Re: aiki, aikido, tomato, tomahto
 
Quote:

Mark Murray wrote: (Post 320399)
Sorry, Mary, should have made it clearer that I was using your post as a springboard and "you" was plural.

Fair enough, thanks for the explanation. For what it's worth, I think the dialogue is slowly improving. We'll get there eventually.

Basia Halliop 12-10-2012 10:59 AM

Re: aiki, aikido, tomato, tomahto
 
Quote:

So, the theory is that no one can "authoritatively state what Ueshiba was doing". I think that's fairly easy to disprove once the research is done
For me, this isn't really the important question.
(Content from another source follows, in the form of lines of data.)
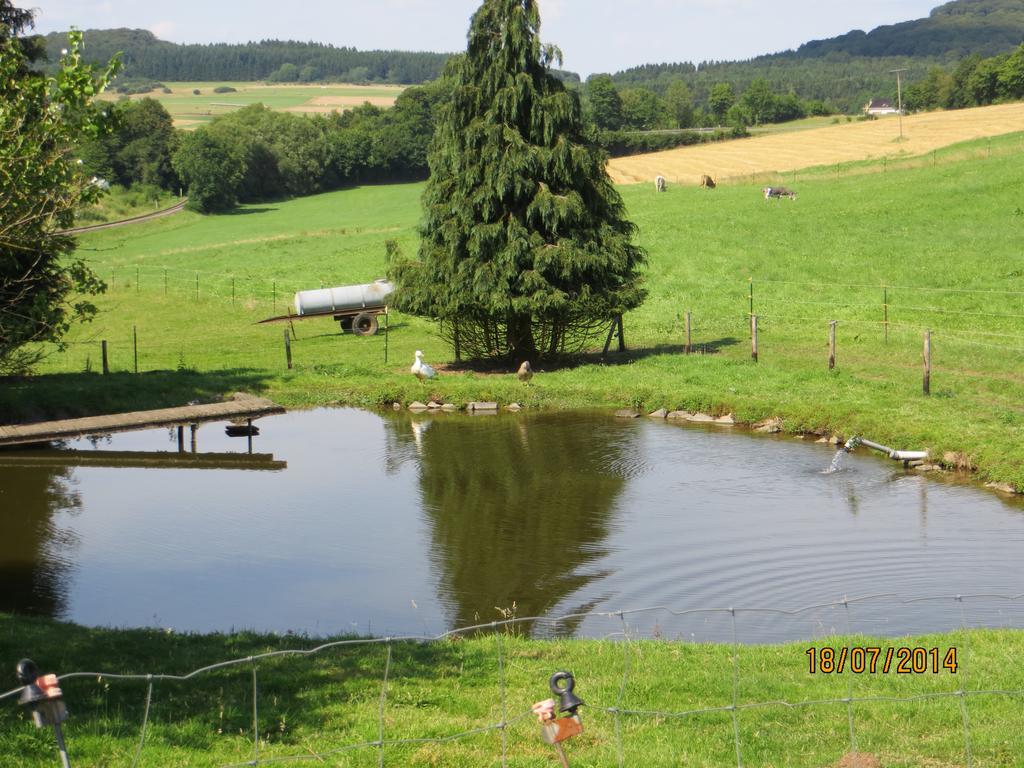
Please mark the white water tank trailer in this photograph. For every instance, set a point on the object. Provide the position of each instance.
(355, 307)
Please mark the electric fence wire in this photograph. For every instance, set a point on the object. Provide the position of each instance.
(615, 710)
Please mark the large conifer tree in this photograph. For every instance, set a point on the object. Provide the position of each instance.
(525, 247)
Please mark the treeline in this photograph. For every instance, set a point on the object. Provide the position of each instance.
(842, 83)
(613, 109)
(954, 30)
(145, 57)
(974, 82)
(848, 71)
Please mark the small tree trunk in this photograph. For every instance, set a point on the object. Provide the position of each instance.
(520, 337)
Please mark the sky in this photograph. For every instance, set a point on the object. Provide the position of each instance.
(594, 35)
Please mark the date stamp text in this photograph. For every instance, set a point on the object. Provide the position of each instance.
(873, 659)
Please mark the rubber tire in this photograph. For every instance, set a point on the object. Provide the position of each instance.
(365, 324)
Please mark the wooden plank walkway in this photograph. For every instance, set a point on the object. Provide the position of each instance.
(141, 460)
(244, 407)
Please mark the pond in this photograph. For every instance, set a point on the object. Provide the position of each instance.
(387, 523)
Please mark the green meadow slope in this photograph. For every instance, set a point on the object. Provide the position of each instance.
(939, 244)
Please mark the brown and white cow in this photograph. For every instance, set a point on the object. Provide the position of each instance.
(778, 193)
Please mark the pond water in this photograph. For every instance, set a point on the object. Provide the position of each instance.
(387, 523)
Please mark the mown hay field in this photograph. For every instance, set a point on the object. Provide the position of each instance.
(930, 248)
(849, 142)
(189, 110)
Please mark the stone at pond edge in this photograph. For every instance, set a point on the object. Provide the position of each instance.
(1003, 487)
(769, 426)
(700, 418)
(957, 460)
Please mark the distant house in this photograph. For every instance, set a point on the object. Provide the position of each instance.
(881, 107)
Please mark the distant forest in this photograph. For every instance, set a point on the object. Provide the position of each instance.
(145, 57)
(845, 72)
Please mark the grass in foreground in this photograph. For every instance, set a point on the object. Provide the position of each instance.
(937, 243)
(311, 708)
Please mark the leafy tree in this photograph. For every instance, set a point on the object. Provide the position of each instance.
(604, 101)
(525, 248)
(1012, 75)
(679, 102)
(721, 98)
(642, 110)
(759, 101)
(43, 289)
(983, 83)
(141, 144)
(212, 169)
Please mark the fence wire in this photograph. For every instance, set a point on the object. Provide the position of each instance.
(614, 707)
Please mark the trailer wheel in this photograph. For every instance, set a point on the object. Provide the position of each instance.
(365, 324)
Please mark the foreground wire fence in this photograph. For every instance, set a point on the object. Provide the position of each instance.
(631, 704)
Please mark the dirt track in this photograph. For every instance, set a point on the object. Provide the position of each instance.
(133, 220)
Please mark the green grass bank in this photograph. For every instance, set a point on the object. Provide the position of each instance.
(673, 699)
(888, 255)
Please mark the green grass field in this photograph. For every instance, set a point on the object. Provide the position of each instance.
(937, 243)
(310, 709)
(189, 110)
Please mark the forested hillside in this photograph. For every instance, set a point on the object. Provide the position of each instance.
(847, 71)
(951, 31)
(145, 57)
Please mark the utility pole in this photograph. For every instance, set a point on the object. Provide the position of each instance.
(899, 99)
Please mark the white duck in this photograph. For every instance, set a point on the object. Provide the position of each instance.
(525, 373)
(421, 370)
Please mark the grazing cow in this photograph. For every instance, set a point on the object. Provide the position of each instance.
(778, 193)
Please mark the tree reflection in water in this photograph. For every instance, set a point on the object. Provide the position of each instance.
(36, 554)
(518, 507)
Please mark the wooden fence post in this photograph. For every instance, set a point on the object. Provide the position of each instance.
(885, 310)
(832, 344)
(754, 337)
(928, 363)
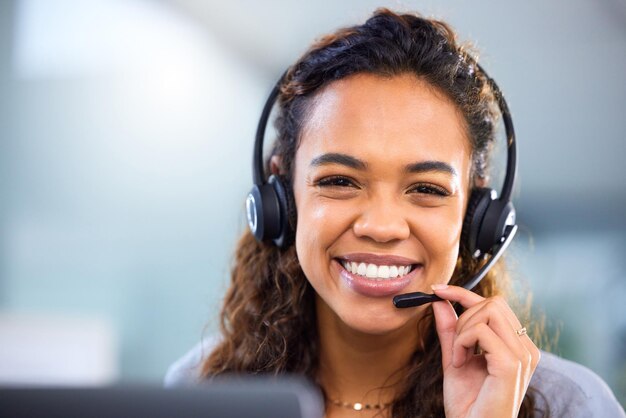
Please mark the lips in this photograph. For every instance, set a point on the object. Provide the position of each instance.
(377, 280)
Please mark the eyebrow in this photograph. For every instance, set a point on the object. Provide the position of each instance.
(341, 159)
(352, 162)
(429, 166)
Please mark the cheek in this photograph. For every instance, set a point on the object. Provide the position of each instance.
(440, 236)
(320, 224)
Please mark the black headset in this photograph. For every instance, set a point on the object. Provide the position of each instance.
(488, 227)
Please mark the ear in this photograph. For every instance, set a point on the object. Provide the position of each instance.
(276, 165)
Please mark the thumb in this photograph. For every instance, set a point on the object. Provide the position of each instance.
(445, 322)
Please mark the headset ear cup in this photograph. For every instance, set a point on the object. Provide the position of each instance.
(287, 211)
(477, 206)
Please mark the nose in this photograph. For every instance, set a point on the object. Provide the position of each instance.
(382, 220)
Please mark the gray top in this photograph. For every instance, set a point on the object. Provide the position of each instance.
(571, 390)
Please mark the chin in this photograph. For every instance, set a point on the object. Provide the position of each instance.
(379, 321)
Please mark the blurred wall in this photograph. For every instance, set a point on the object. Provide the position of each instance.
(126, 132)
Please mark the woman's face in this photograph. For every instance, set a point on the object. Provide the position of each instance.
(381, 182)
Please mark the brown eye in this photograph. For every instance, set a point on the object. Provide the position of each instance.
(336, 181)
(430, 189)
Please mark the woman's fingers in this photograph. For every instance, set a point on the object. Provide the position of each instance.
(501, 361)
(492, 325)
(445, 323)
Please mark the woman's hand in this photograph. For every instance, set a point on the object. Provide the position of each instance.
(492, 384)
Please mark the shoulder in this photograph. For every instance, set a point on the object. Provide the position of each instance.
(572, 390)
(186, 370)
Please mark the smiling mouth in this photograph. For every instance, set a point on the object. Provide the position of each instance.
(377, 272)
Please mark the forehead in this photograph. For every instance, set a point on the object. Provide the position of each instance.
(402, 118)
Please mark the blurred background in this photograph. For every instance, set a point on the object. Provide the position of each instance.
(126, 131)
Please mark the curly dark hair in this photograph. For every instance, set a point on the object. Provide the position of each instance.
(268, 320)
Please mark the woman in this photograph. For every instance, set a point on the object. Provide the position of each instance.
(384, 131)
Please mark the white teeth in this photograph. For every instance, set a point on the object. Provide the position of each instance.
(393, 272)
(375, 272)
(362, 269)
(383, 272)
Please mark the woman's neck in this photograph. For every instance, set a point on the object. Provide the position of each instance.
(360, 367)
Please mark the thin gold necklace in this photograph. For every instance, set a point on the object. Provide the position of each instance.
(358, 406)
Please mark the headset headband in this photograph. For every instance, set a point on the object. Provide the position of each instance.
(258, 176)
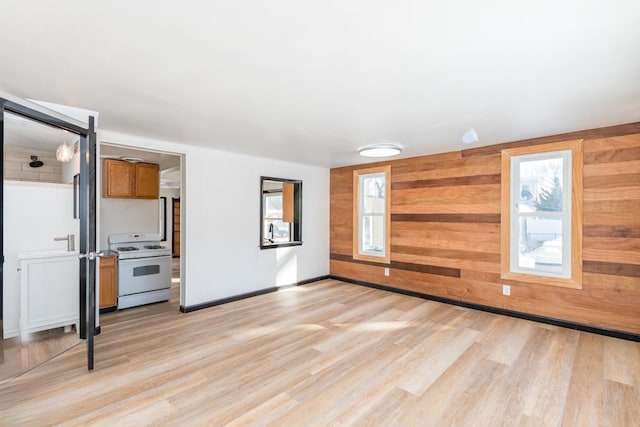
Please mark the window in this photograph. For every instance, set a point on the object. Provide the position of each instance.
(541, 214)
(280, 212)
(371, 206)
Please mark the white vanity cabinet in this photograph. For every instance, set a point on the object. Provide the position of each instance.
(49, 290)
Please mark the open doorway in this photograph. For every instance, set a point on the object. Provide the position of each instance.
(39, 289)
(151, 217)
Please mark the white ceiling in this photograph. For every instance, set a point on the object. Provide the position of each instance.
(312, 82)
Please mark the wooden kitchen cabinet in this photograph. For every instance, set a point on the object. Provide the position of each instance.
(147, 181)
(127, 180)
(108, 282)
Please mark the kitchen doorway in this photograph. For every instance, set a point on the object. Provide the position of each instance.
(151, 216)
(45, 289)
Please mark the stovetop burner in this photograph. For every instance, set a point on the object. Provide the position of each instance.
(154, 247)
(126, 248)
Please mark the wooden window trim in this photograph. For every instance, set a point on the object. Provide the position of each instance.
(386, 259)
(575, 281)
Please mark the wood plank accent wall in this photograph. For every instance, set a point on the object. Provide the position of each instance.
(445, 231)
As someone pointed out, it's still just an appeal to authority, which to me isn't really much of an argument for something - it kind of feels like changing the subject (I know it isn't intended that way). It simply doesn't really do much to help me figure out if something is going to be important or useful to me in my own life. It's like trying to sell a product by telling me that a lot of really cool people use it -- I've never found those kinds of ads to be particularly relevant to me, or even to particularly pique my interest. Fundamentally if something's interesting it's because it's interesting itself.

In the end, for me whether something interests me enough to make an effort to learn more about it or not is going to come down to the actual content. Unfortunately this can be a barrier in this particular case since the things being spoken of are kinesthetic and it seems to be pretty difficult to have a verbal discussion about them, particularly without prior knowledge. So I guess I do see why discussions often just devolve into appeals to authority... But sadly the result is that the discussions can be kind of boring and off-putting to someone who isn't already fascinated by the subject.